Tuesday July 23rd, 4-5pm EST | Roshan Rao, PhD (EvoScale)

Abstract: More than three billion years of evolution have produced an image of biology encoded into the space of natural proteins. Here we show that language models trained on tokens generated by evolution can act as evolutionary simulators to generate functional proteins that are far away from known proteins. We present ESM3, a frontier multimodal generative language model that reasons over the sequence, structure, and function of proteins. ESM3 can follow complex prompts combining its modalities and is highly responsive to biological alignment. We have prompted ESM3 to generate fluorescent proteins with a chain of thought. Among the generations that we synthesized, we found a bright fluorescent protein at far distance (58% identity) from known fluorescent proteins. Similarly distant natural fluorescent proteins are separated by over five hundred million years of evolution.

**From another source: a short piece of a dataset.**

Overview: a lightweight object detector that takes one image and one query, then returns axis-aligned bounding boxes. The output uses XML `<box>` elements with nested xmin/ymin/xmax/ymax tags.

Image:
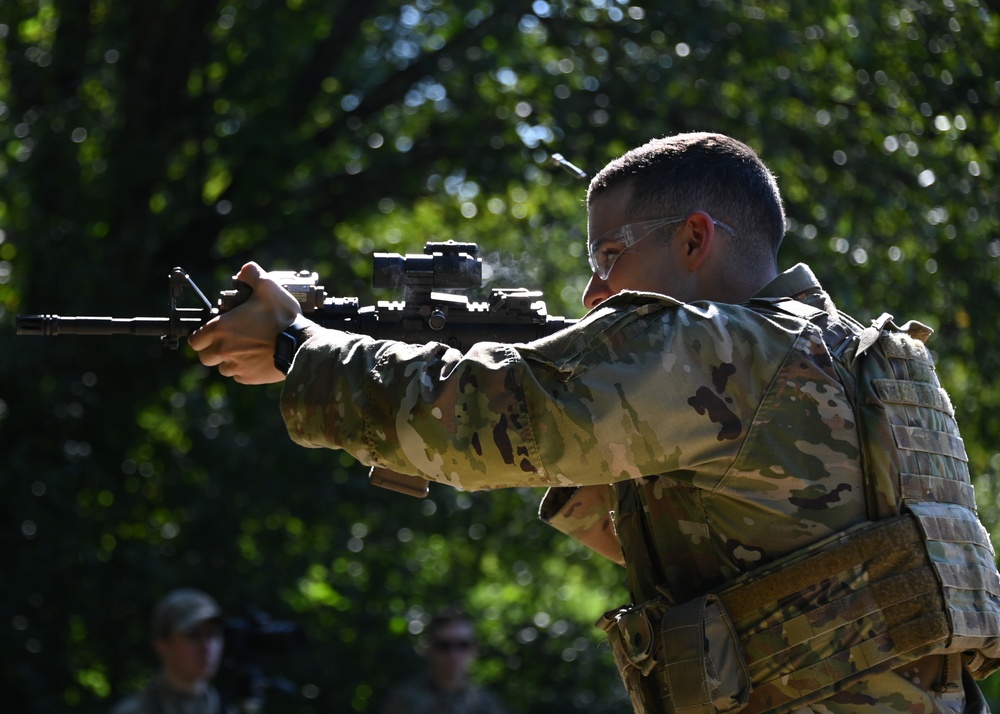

Preprint: https://www.biorxiv.org/content/10.1101/2024.07.01.600583v1

 

Roshan Rao is a Research Scientist and Co-Founder at EvolutionaryScale. His work focuses on the development and understanding of foundation models for proteins. Previously, he worked at Meta AI and completed his Ph.D. at UC Berkeley, where he developed methods for protein structure prediction, function prediction, and design.